Japan Has Joined the Race to Gain Advantage in Quantum Computing
(AsiaNikkei) Japan’s first commercial quantum computer went into operation last month.
In Kawasaki, a city in the Tokyo metropolitan area, sits a commercial quantum computer made by IBM at the Kawasaki Business Incubation Center. Toyota Motor, Hitachi and Toshiba are among the companies that are using the device.
In Japan, a hub for IBM’s Q Network cloud quantum computing system was launched at Keio University in 2018, with Mitsubishi Chemical, JSR, Mizuho Financial Group, Mitsubishi UFJ Financial Group and others leading the way. These companies, along with Keio University, will also participate in a council led by the University of Tokyo, which aims to accelerate research by using the commercial IBM device in Kawasaki.
Startups researching algorithms are also likely to play an important role in the use of quantum computers. In Japan, QunaSys is well known in this arena. The company announced in June the start of joint research with Toyota Central R&D Labs on future applications.

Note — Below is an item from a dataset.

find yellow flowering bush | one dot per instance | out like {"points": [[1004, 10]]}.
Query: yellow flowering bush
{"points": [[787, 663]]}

The use of quantum technology in artificial intelligence is receiving greater attention. AI technology, which employs machine learning, has been plagued by a phenomena known as “overfitting,” in which it learns too much from particular type of data and is unable to generalize and deal with unknown data. In July, Japanese startup Grid caused a stir when it published a paper showing, based on numerical experiments and theory, that this overfitting is less likely to occur when using a quantum computer.
Companies around the world are exploring the use of the technology. While much of the focus on quantum computing has been on the race to develop hardware by Google and IBM, another competition is now in full swing to see who can harness it faster than anyone else.